Le Monde covers Kurdish victims of Paris attack

Le Monde covers Kurdish victims of Paris attack

  • Date: December 28, 2022
  • Categories:Rights
Αφιέρωμα της Le Monde στους Κούρδους θύματα της επίθεσης στο Παρίσι

Le Monde covers Kurdish victims of Paris attack

In addition to L'Humanité and Le Parisien, another leading French newspaper, Le Monde, has written about the life stories of the Kurdish victims who lost their lives during a deadly attack in Paris on 23 December.

On Monday, one of the leading French newspapers, Le Monde, has written about the life stories of the Kurdish victims who lost their lives during the deadly attack in Paris on 23 December.

A French journalist, Christophe Ayad, writing for Le Monde, said that Evîn Goyî (Emine Kara), one of the victims of the Paris attack, was one of the heroines of the Kurdish national movement.

In the column, the life of Goyî is shared, from her village burning down in the early 1990s, through years of bloody conflict in Turkey, to her years as a Kurdish language teacher in the refugee camp of Makhmour, her fight against ISIS and eventually her arrival to Paris as a refugee.

Ayad wrote that Goyî never revealed her past as a fighter to the French Office for the Protection of Refugees and Stateless people (Ofpra) because it rejects applications from people who fought with the PKK or the YPG in Syria.

Ayad drew similarities between Evîn Goyî and Sakine Cansız, a founding member of the Kurdistan Workers’ Party (PKK) who was assassinated in Paris in 2013.

“This 48-year-old woman, also known by her alias Evin Goyi, was one of the heroines of the Kurdish national movement that emerged from the ranks of the PKK, currently at war with the Turkish state and with the jihadists of the Islamic State (IS) organization,” Ayad said.
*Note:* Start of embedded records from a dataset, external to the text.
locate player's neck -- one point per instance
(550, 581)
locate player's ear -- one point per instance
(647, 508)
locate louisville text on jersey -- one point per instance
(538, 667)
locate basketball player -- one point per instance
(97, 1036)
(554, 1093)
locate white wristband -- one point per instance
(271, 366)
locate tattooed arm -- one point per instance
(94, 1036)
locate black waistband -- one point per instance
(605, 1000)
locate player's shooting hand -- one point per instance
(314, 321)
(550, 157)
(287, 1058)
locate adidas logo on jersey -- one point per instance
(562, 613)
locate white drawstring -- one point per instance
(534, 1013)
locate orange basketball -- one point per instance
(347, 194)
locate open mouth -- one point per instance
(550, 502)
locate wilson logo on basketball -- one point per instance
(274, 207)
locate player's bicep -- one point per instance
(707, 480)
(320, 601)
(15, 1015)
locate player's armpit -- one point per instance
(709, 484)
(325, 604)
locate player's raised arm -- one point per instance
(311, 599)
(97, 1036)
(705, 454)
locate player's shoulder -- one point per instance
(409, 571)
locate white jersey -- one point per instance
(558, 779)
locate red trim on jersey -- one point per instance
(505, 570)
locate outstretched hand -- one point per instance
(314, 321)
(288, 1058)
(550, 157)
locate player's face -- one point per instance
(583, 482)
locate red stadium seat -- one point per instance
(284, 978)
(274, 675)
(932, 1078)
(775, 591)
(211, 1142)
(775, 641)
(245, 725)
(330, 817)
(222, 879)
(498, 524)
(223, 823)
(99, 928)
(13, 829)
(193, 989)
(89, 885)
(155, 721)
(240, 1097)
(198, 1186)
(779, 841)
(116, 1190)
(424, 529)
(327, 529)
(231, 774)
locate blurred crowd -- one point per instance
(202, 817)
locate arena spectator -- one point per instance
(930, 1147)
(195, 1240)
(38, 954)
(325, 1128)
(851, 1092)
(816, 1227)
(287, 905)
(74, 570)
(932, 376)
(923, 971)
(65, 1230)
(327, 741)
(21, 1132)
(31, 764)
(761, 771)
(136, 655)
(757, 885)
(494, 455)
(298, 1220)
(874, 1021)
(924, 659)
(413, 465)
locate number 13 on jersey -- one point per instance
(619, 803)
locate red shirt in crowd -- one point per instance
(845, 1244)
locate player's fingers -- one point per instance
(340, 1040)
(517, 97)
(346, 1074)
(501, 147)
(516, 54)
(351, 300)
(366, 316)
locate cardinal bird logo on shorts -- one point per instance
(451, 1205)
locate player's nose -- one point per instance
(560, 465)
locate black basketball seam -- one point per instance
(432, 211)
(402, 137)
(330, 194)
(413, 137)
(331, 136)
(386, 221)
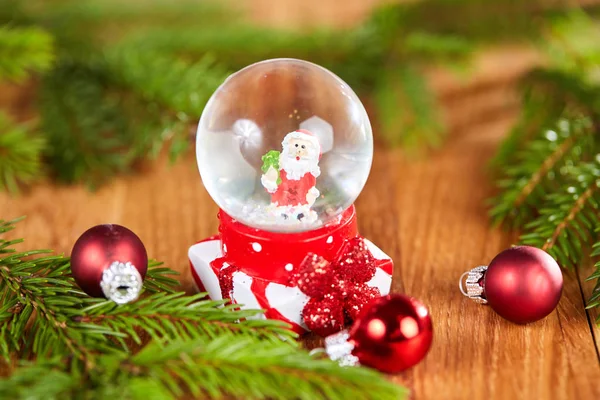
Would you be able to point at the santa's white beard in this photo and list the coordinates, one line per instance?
(296, 169)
The French journalist paid attention to the PKK’s inclusion of many women in its leadership positions, including in its armed wing. “This is not merely a gender equality policy, but also a strong feminist commitment, which is one of the ideological pillars of the movement – along with ecology and Marxist-oriented communalism – and contributes to its aura in Western leftist and ultra-leftist circles.”

Ayad also drew a portrait of Mir Perwer (Şirin Aydın) who was arrested at the time of the crackdown against Kurdish mayors in 2015-2016, and arrived in Paris in 2021, leaving behind a wife and a 6-year-old child.

“He was an extraordinary young man, who wore his heart on his sleeve, someone who was secular and generous,” Ayad quoted Perwer’s friend Victoria Tsamboucas as saying.

The gunman, identified as William M., killed Evîn Goyî, Mîr Perwer and Abdurrahman Kızıl on Friday during an attack on a Kurdish Cultural Centre in Paris.